This study examined the impact of DHEA on indicators of ovarian reserve in patients with decreased ovarian reserve. At the conclusion of the trial, a large number of women were able to successfully achieve pregnancy. Furthermore, we noted alterations in blood hormone levels between women who were pregnant and those who were not pregnant.

Schuh-Huerta, et al. [15] preformed a study to investigate whether DHEA supplementation influenced ovarian reserve metrics and pregnancy rates in individuals with Poor Ovarian Response (POR) and Primary Ovarian Insufficiency (POI). They concluded that oral DHEA supplementation boosts ovarian reserve and pregnancy rates in women with POR. These findings of improved pregnancy rates and ovarian reserve metrics are consistent with our observations.

Androgen insufficiency has been proposed as the primary underlying issue in some infertile individuals with Diminished Ovarian Reserve (DOR) [2-4]. Administering androgen supplements, such as testosterone or DHEA, may enhance the initial growth of follicles and enhance the functional capacity of the ovaries in these individuals [5-7]. In order to harvest more fully developed oocytes during oocyte collection, ovarian stimulation is concentrated on the final two weeks, which are marked by the existence of antral follicles.

Unlike conventional ovarian stimulation protocols, stimulation and synchronization of follicles in the earlier period of the maturation process will improve outcomes in patients with POR [8]. Recent animal studies have shown that androgens induce follicles in the preantral and antral stages through granulosa cells [5,6]. Furthermore, in the early stages of follicular maturation, androgens and FSH have been shown to exhibit synergistic effects on granulosa cells. In the present study, we clearly demonstrated that DHEA supplementation markedly improved the ovarian-reserve markers in patients with POR.

The findings of our research are inconsistent with the results of prior investigations. In their study, Steiner, et al. [16] found that supplementing with DHEA at a dosage of 80 mg per day for a period of 2 to 5 months resulted in an enhanced ovarian response to gonadotropins in patients with poor ovarian response (POR). This improvement was attributed to an increase in the activity of insulin-like growth factor 1 (IGF-1). Similarly, Tal, et al. [10] found that administering DHEA at a dosage of 75 mg per day over a period of 1-4 months in women with Poor Ovarian Response (POR) leads to an elevation in serum anti-Müllerian hormone (AMH) levels. Abdalla, et al. [17] demonstrated that blood levels of anti-Müllerian hormone (AMH), inhibin B, and antral follicle count (AFC) were elevated following the administration of 25 mg/day dehydroepiandrosterone (DHEA) for a minimum of 6 weeks, whereas Follicle-Stimulating Hormone (FSH) and Estradiol (E2) levels fell.

Broer, et al. [18] found that DHEA had no favorable impact on ovarian reserve indicators in women with POR. Differences in these trials might be explained by clinical heterogeneity due to the small number of cases, variance in age, difference in patient demographic characteristics, and variation in treatment duration. It has been shown that DHEA supplementation improves ovarian reserve indicators in patients with poor ovarian response.

 DHEA application intervals range from 6 weeks to a year. In this investigation, we discovered substantial differences in AMH levels before and after therapy. In contrast to our findings, several studies indicate that DHEA has no influence on AMH levels. Only a few isolated studies have shown an increase in AMH levels following DHEA [11].

Similarly, Jayaprakasan, et al. [19] linked the beneficial impact of DHEA supplementation on ovarian reserve to significantly changed gene expression in the ovaries. Elgindy, et al. [20] demonstrated for the first time that DHEA supplementation enhances endometrial HOXA-10 mRNA expression in poor responders. DHEA supplementation has been shown to minimize the risk of spontaneous abortion when compared to those who did not take it. Jung, et al. [21] found a 15.1% mean risk of miscarriage following DHEA therapy.

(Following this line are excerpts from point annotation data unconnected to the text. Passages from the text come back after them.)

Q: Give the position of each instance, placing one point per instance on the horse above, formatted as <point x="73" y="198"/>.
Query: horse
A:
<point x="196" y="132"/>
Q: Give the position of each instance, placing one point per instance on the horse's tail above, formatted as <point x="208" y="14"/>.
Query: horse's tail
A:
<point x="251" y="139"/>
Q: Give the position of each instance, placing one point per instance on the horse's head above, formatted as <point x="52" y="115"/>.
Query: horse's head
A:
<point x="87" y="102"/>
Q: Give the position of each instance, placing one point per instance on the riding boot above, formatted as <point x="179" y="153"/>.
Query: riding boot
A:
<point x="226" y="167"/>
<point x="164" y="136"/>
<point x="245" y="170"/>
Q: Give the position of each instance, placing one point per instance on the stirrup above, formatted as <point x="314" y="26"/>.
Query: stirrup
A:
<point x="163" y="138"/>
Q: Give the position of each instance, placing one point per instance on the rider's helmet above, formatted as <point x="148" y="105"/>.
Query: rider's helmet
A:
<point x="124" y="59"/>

Previous research has demonstrated that DHEA supplementation boosts clinical and cumulative pregnancy rates in individuals with poor ovarian response. The clinical pregnancy rate in poor responders getting DHEA supplementation was 28.1% in a trial by Liu, et al. [22], and 23.5% in a study by Penarrubia, et al. [23].

The clinical pregnancy rate in individuals with poor ovarian response receiving DHEA supplementation was reported to be 32% in a research by Jung, et al. [21], 2.1% by Tal, et al. [24], and 18.8% by Yeung, et al. The clinical pregnancy rate in our patient population was 16.7%.

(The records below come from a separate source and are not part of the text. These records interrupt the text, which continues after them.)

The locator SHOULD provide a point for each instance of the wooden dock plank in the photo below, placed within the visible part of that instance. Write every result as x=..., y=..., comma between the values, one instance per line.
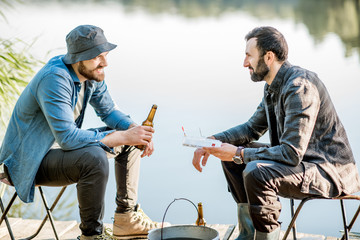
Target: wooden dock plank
x=69, y=230
x=26, y=227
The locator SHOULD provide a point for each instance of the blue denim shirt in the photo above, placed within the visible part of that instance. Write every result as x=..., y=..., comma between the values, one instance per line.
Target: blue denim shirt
x=44, y=113
x=304, y=128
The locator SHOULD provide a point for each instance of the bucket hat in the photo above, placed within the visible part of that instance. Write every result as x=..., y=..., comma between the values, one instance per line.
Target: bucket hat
x=86, y=42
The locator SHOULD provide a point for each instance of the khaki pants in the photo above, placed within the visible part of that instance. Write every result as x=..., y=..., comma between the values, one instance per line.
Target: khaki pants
x=260, y=183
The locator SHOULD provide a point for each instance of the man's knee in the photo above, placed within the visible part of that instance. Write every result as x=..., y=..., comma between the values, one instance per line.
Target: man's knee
x=255, y=172
x=95, y=161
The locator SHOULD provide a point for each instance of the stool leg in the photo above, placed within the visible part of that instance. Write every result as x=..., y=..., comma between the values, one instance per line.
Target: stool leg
x=292, y=215
x=4, y=217
x=346, y=232
x=47, y=216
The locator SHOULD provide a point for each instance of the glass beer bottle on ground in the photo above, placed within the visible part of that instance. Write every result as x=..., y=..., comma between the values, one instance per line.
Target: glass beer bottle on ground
x=200, y=221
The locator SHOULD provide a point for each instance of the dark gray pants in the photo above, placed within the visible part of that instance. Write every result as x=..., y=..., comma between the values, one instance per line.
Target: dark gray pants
x=89, y=168
x=259, y=183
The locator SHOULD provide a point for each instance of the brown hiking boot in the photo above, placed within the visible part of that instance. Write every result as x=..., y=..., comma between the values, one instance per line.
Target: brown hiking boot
x=133, y=225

The ability of women to conceive is known to decrease with aging. This decrease starts around the age of 32 years and accelerates after 37 years [23,24]. No previous study could be found which had evaluating pregnancy outcomes by age in patients with POR who received DHEA supplementation. Nonetheless, Gleicher, et al. showed that DHEA supplementation improved the ovarian reserve markers, especially in younger patients and this is supportive to our findings. Better pregnancy outcomes might be expected in younger patients with better improvement of ovarian reserves.

Conclusion

Treatment with DHEA can improve ovarian reserve markers and pregnancy outcome in infertile women with poor ovarian reserve.

Significant changes in serum hormonal levels can be induced by the use of DHEA in women with poor ovarian reserve, but these changes are in favor of these women and have negligible side effects.

Recommendations

Larger sample size and multicenter study is needed to validate the results of the current study.

DHEA treatment can be used in clinical practice to improve poor ovarian reserve in women undergoing controlled ovarian stimulation for primary infertility.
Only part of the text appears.